Figure 4 T cells of keloid and normal skin tissues were subdivided into different cell subsets. (A) Six different subsets of T cells are identified in keloid and normal tissues: CD4+ naïve T cells (CD4NaiveT), CD4+ effector memory T cells (CD4Tem), CD8+ effector T cells (CD8Teff), CD8+ mucosa-associated invariant T cells (CD8MAIT), CD4+ regulatory T cells (Treg), and proliferating T cells. (B) The ratio of six T-cell subsets in keloid and adjacent normal tissues is shown. (C) Heatmap illustrating representative differentially expressed genes among the six T-cell subsets. (D) Augur analysis indicates that proliferative T cells are the cell type with the greatest variation among subsets. (E) Enrichment analysis of differentially expressed genes in the six T-cell subpopulations.
Figure 5 Typical images of immunohistochemical staining in the keloid (group K) and surrounding normal skin tissue (group N). Gross appearance: ×400.
Cell communications
We investigated cell–cell communication with CellPhoneDB, and the results demonstrated different types of cellular communication between keloids and adjacent normal tissues. An intensive communication network between fibroblasts and other cells was observed in normal skin tissue and keloid (Figures 6A, B). The most abundant interactions in both cases appeared between the four fibroblast subpopulations, indicating the importance of fibroblast interaction signals in the dermis. Furthermore, we present the observation of a dense communication network between macrophages, DC cells, and other monocytes, which also indicated the importance of these cells in skin. In addition, we found that the cell interactions among keloids are much more strong than normal tissues.
Figure 6 Potential ligand–receptor interactions analysis in fibroblast subpopulations. (A) Heatmap showing the numbers of interpopulation communications with each other in keloid and adjacent normal tissue. (B) The ligand–receptor pairs exhibit significant changes in specificity between any one of the populations and any one type of fibroblast in adjacent normal tissue versus keloid. (C) Putative and relative signaling or transcriptional factors (TFs) within fibroblasts and other cell populations’ keloid and adjacent normal tissue.
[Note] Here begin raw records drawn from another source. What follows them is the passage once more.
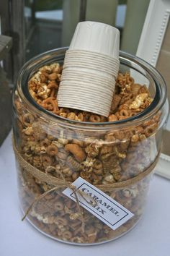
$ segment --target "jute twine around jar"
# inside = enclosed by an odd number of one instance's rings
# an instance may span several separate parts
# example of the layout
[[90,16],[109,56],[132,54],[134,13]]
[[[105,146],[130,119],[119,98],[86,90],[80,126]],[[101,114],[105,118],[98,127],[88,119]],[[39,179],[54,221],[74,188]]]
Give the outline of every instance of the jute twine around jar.
[[[37,169],[37,168],[35,168],[35,166],[32,166],[30,163],[27,162],[24,159],[24,158],[22,156],[20,153],[18,151],[18,150],[17,149],[14,139],[13,139],[13,148],[14,148],[14,151],[15,153],[15,157],[17,160],[17,162],[19,163],[19,166],[22,168],[23,168],[30,174],[32,175],[35,178],[39,179],[40,182],[45,182],[48,185],[53,187],[52,189],[50,189],[49,190],[44,192],[41,195],[39,195],[38,197],[37,197],[34,200],[33,202],[30,205],[28,210],[26,211],[25,215],[23,217],[22,220],[24,220],[25,218],[25,217],[27,216],[27,214],[29,213],[29,212],[31,210],[33,205],[35,202],[37,202],[37,201],[39,201],[40,199],[43,198],[46,195],[48,195],[50,192],[56,190],[59,188],[69,187],[70,189],[71,189],[73,190],[73,192],[75,195],[76,205],[78,207],[78,210],[79,210],[80,215],[81,216],[81,222],[82,222],[82,226],[83,226],[83,229],[84,229],[84,221],[83,220],[82,211],[80,208],[77,194],[79,194],[79,193],[81,194],[81,195],[84,197],[84,199],[87,202],[89,202],[88,200],[86,200],[86,194],[84,195],[80,190],[76,189],[76,187],[75,186],[73,186],[71,184],[71,182],[66,181],[64,177],[63,176],[63,175],[61,176],[61,179],[52,176],[49,174],[43,173],[42,171]],[[109,184],[101,184],[101,185],[95,185],[95,186],[98,189],[101,189],[103,192],[111,192],[114,189],[123,188],[123,187],[131,186],[134,184],[136,184],[138,182],[140,182],[140,180],[142,180],[143,178],[145,178],[146,176],[148,176],[150,173],[151,173],[151,171],[153,171],[153,169],[154,168],[154,167],[156,166],[156,165],[158,161],[159,155],[160,155],[160,152],[158,153],[158,154],[156,156],[154,161],[150,165],[150,166],[148,168],[147,168],[144,171],[143,171],[142,173],[139,174],[138,176],[136,176],[132,179],[128,179],[126,181],[119,182]],[[91,202],[92,198],[91,197],[90,199],[91,199]],[[92,199],[92,203],[95,204],[95,200],[94,200],[93,199]]]

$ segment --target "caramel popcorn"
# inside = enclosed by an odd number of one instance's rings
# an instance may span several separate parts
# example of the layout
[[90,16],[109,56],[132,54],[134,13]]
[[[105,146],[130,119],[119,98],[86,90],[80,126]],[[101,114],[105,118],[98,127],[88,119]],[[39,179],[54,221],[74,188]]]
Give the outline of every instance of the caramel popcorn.
[[[62,67],[53,63],[41,67],[28,82],[32,99],[47,113],[70,122],[88,121],[103,125],[132,117],[152,102],[145,85],[135,82],[130,74],[120,73],[107,118],[79,110],[61,108],[57,93]],[[81,176],[91,184],[110,185],[128,181],[149,168],[154,135],[161,113],[151,120],[125,129],[95,131],[72,129],[53,124],[27,109],[15,95],[17,150],[30,165],[48,177],[73,182]],[[98,124],[97,124],[98,125]],[[150,176],[135,184],[106,191],[110,197],[134,213],[134,217],[115,231],[65,196],[63,189],[27,172],[19,163],[19,196],[26,212],[35,198],[40,199],[27,218],[42,232],[58,240],[77,244],[99,243],[120,236],[140,218]],[[53,191],[51,191],[52,189]],[[43,195],[43,197],[42,197]],[[82,214],[81,214],[81,213]],[[83,217],[82,217],[83,216]],[[84,220],[82,231],[82,218]]]

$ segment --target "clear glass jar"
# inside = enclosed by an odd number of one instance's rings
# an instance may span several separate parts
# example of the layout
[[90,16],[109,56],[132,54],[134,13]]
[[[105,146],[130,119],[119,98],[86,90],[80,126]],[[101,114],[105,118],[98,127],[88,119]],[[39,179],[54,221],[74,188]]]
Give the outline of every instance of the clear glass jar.
[[[120,72],[129,72],[135,82],[144,81],[153,98],[151,105],[115,122],[82,122],[58,116],[34,101],[27,82],[40,67],[63,64],[66,51],[55,49],[35,57],[19,74],[13,94],[13,130],[19,200],[24,213],[30,208],[27,220],[48,236],[71,244],[96,244],[125,234],[143,213],[168,114],[166,88],[153,67],[120,52]],[[113,231],[81,209],[82,232],[77,204],[62,194],[63,187],[51,190],[55,178],[71,183],[79,176],[98,188],[106,185],[104,192],[134,216]],[[110,189],[112,184],[117,187]]]

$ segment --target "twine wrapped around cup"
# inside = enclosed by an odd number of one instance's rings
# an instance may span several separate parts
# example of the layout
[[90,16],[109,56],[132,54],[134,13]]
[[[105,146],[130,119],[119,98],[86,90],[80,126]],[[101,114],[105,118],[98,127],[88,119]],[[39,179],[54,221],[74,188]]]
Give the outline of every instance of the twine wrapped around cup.
[[59,106],[108,116],[119,70],[119,36],[106,24],[78,24],[65,56]]

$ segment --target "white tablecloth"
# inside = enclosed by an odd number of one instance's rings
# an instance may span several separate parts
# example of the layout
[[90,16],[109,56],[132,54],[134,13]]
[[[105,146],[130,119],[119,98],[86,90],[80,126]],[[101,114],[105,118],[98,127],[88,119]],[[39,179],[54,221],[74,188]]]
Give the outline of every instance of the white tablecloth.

Since macrophages may be the major immune cells contributing to keloids, we evaluated specific interactions among macrophages and additional cell types (Figure 6A). The interaction of macrophages with fibroblasts was strikingly noted (Figure 6A). Fibroblasts in keloids may specifically interact with macrophages and other MPs via TGFB2–TGFBR2, TGFB3– TGFBR3, CCL2-CCR1, and CCL2-CCR5 binding (Figure 6B), which play inhibitory roles on the target cells. We also found that the interactions between macrophage cells with the T cell and macrophage itself were remarkable in keloid. Furthermore, we found that the fibroblasts may activate the transcription factors ATF4 and RB1 in MPs (Figure 6C). Since the downstream genes of RB1 are related with M2 macrophages, for example: C1QC,C1QB,MRC1, fibroblasts in keloid may be beneficial for the transition and proliferation of M2 macrophages.
Discussion
Keloid scars are the consequence of an overexpansion of the extracellular matrix during wound healing. Multiple factors, consisting of limited autophagy-mediated degeneration, the chronic inflammatory status, and the reorientation of fibroblasts into myofibroblasts, contribute to excessive skin fibrosis (32–34). A multitude of immune cells and cytokines are involved in the formation and progression of the above pathological processes. Despite extensive research on keloids, the key mechanisms of keloids have not been thoroughly elucidated, especially the role of immune cells including macrophage cells, dendritic cells, and T cells in keloid pathology is poorly understood, and methods for early identification, prevention, and treatment of keloids are still scarce (35).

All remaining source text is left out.